Kubernetes x JobSet: How Co-evolution Makes AI Job Restarts 10× Faster¶

In the fast-moving world of AI infrastructure, a powerful synergy is emerging: the Kubernetes community develops core capabilities, while downstream projects such as JobSet, Ray, and LeaderWorkerSet (LWS) adopt these features to deliver dramatic efficiency gains. We call this co-evolution—the entire ecosystem moving forward together.

Kubernetes has recently introduced a growing set of AI-related capabilities. However, to fully unlock their potential for AI workloads, other projects must adapt to them. Today, we explore a representative example:

JobSet achieves a 92% restart speed improvement by leveraging Kubernetes in-place container restarts.

The Problem: Slow JobSet Restarts¶

When a distributed training job running on JobSet needs to restart—due to transient failures, configuration updates, or checkpoint recovery—the traditional approach involves:

Deleting all Pods in the JobSet
Waiting for Pod termination to complete
Re-scheduling all Pods via the Kubernetes scheduler
Waiting for Pods to start (including image pulls, init containers, etc.)

In a large-scale cluster with 5,000 nodes, this process takes about 2 minutes and 10 seconds. For AI/ML workloads where fast recovery is critical, this overhead is significant.
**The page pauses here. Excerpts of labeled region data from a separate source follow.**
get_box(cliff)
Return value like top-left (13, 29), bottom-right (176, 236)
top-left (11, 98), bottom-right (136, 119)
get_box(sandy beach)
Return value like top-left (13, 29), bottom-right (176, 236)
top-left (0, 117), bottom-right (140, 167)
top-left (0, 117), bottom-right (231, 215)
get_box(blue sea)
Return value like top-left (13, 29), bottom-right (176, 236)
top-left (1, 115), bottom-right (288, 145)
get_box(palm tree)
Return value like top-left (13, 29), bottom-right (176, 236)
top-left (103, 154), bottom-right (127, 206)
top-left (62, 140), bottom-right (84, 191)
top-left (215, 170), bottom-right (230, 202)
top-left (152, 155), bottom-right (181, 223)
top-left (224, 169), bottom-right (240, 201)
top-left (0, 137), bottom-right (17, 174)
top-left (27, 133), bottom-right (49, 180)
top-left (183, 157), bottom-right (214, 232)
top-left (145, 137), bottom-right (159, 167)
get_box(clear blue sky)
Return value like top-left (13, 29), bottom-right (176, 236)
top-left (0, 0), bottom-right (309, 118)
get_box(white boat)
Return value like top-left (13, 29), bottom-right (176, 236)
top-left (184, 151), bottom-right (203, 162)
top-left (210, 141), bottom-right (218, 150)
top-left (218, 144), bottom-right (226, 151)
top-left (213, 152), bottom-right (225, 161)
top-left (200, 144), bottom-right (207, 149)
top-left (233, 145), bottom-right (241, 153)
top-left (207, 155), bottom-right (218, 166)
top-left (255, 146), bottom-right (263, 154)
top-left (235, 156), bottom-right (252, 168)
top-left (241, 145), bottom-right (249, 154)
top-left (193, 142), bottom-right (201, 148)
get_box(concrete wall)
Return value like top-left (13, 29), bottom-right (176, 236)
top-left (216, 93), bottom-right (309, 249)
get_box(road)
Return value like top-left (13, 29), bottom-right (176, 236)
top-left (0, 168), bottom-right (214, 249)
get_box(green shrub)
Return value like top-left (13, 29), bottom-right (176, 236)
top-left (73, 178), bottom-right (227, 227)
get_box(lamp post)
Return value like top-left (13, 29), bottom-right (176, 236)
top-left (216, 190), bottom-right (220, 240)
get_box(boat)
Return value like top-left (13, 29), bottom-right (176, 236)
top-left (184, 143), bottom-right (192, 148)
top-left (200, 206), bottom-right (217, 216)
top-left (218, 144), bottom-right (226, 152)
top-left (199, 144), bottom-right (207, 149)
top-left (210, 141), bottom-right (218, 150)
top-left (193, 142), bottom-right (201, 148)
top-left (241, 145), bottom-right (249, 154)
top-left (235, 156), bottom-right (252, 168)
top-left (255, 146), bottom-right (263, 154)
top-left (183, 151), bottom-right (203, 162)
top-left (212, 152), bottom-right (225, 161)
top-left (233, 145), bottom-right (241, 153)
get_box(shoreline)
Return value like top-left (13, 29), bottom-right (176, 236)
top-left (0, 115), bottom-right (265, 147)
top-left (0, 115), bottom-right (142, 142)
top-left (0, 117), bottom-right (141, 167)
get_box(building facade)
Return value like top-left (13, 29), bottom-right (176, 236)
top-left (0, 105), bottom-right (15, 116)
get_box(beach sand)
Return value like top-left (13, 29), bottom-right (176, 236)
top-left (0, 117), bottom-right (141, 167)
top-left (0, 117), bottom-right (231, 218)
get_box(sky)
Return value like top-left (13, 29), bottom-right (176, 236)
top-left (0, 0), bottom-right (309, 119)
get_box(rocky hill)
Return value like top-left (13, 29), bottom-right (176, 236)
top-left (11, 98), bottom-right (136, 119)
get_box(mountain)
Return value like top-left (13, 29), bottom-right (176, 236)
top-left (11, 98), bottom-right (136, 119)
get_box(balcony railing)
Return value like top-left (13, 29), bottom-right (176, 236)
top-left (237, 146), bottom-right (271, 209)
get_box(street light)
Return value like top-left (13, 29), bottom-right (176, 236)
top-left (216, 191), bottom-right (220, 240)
The Solution: In-Place Container Restarts¶

Kubernetes has introduced capabilities that allow containers to restart without recreating the Pod:

KEP-5307: Container Restart Policy (Kubernetes 1.34)¶

KEP-5307 introduces fine-grained control over restart behavior for individual containers within a Pod. This enables:

Specifying restart policies per container (not just per Pod)
Triggering container restarts without affecting the entire Pod
Preserving Pod identity, IP, and volumes during restarts

KEP-5532: Restart All Containers on Container Exit (Kubernetes 1.35)¶

KEP-5532 extends this capability to coordinated restarts:

Restarting all containers in a Pod when a specific container exits
Restarting init containers and sidecars as part of the Pod lifecycle
Enabling Pod-level restart coordination without Pod recreation

Real-World Results: JobSet In-Place Restarts¶

The JobSet team developed an in-place restart prototype that demonstrates dramatic performance improvements:

Metric	Traditional Restart	In-Place Restart	Improvement
Restart time	2 min 10 sec	10 sec	92% faster
Test scale	5,000 nodes	5,000 nodes	–
Scheduling overhead	High	None	Eliminated
Pod recreation	Required	Not required	Avoided

For detailed design information, see the JobSet in-place restart design document.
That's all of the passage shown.